As we went around the table at our Caring Circle monthly meeting, each woman in turn started the same way, “I’m so tired!” Young moms, grandmothers, working-outside-the-home moms, working-at-home moms. Our ages spanned four decades yet our stories were the same. I’m pooped! And I don’t like it!
I hear the same words repeated over and over: exhausted, overwhelmed, over scheduled, anxious, isolated, dissatisfied testifies Bill Hybels in Simplify. Hybels says he began talking about “simplifying” in response to meeting so many people all over the world who were facing burnout, stress and dissatisfaction.

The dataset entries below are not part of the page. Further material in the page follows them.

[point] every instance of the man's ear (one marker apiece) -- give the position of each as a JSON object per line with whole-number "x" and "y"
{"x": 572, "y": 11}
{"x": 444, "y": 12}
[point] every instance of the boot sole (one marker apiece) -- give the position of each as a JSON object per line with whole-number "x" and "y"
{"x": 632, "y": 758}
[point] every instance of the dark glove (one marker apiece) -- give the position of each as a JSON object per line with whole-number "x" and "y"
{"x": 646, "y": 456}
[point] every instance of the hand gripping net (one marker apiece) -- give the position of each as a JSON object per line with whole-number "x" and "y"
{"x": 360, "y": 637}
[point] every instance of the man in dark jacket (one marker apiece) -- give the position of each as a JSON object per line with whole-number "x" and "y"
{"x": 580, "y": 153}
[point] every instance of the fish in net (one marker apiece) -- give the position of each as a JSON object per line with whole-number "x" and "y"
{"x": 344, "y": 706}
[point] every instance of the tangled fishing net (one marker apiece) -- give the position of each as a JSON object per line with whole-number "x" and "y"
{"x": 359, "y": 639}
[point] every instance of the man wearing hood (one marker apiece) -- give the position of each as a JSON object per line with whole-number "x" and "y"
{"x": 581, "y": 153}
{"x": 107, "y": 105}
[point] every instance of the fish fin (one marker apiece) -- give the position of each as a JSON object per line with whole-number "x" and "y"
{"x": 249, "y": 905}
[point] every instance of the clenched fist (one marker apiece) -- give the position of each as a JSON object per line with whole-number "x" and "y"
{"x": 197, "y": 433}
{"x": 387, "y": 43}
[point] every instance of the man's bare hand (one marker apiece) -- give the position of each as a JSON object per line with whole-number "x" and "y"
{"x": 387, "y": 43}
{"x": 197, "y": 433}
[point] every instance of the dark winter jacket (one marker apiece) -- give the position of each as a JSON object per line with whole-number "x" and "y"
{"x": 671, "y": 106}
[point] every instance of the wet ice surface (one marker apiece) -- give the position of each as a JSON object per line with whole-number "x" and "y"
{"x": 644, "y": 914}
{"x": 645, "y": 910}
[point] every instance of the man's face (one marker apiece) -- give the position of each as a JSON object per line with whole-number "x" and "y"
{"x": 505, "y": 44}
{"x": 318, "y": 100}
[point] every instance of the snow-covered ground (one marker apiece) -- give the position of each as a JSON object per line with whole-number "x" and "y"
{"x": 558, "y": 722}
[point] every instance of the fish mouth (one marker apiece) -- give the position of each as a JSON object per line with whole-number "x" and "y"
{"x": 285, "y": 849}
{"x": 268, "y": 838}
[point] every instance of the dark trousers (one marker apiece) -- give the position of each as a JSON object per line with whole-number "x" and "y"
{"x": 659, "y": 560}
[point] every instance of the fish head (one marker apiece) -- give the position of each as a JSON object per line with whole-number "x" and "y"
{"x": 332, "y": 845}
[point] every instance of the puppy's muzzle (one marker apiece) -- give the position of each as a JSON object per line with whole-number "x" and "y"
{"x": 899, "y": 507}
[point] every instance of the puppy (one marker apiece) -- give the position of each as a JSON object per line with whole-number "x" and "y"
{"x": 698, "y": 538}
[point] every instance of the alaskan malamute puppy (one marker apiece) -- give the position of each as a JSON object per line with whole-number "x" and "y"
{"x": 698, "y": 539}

Why is it that a full generation after learning there is no such thing as Superwoman (the dedicated employee, involved mother, sexpot spouse who never has a headache. She’s a gourmet cook, fashionably dressed, stylishly coiffed, gel nailed, completely accessorized dynamo with buns of steel who teaches weekly Bible studies and volunteers for her community association) women are still knocking themselves out trying to squeeze into that skimpy leotard with the Big S stretched across their bursting bosom?
Everybody is writing and talking about simplifying these days. Go to Amazon and key in “simplify” and you will have scores of resources to choose from. They span concepts like frugality, minimalism, decluttering, organizing, downsizing and more. But most of us are too tired and busy to read those books and we don’t need the stress of having to add one more thing to our lives even if that one-more-thing is “finding a way out of the mess I’m in!”
To most of us the word simplify means “get rid of.” It might mean I need to purge my closet of all the clothes I don’t fit, don’t like, and don’t wear so I can easily access what I do fit, do like and do wear. It might mean get rid of time-wasters, like watching Netflix so I can be more active…but what if I lose weight and have to bring all those skinny clothes back to my overstuffed closet? Oh rats! Two steps forward; one step back.
There are no shortcuts to simplified living, says Hybels. Untangling yourself from the overscheduled, overwhelming web of your current life is not for the faint of heart. It’s honest rigorous work…. Action is required. Hybels then outlines 10 practices to unclutter your soul. These practices deal with finances, time management, relationships, work, forgiveness, and energy to name a few. He concludes each chapter with action steps because reading the book alone will not simplify your life — taking action will. I’m already tired and Bill just told me I need to take action!?
Simplified living is about…being who God called us to be….If you crave a simpler life anchored by the priorities that matter most…you can stop doing the stuff that doesn’t matter and build your life on the stuff that does, Hybels says. Join me as I work my way through Hybels’ 10 practices in my next series of blogs. I will try to be as honest as I can about my “action plan” and how those actions are working — or not — to unclutter my soul. I invite your comments about your own efforts to simplify.
One thought on “Simplified Living is Far From Simple!”
Thanks for this reminder, Connie! Hybels’ teaching reminds me of an old book by Gordon MacDonald, “Ordering Your Private World”, that was life changing for me. I was the poster child for the “Superwoman” Wanna Be – a demanding teaching career, multiple (and I do mean multiple!) ministry leadership positions, driven to excel at running my household, heavily involved in my kids’ activities, you name it – I did it – minus the leotard and replenish time! This has been a lifelong journey for me to quiet my soul, find out what are the truly important things I am called to do and not get sidetracked by the voice inside my head that keeps saying , ” I can do that!” I look forward to reading through your journey!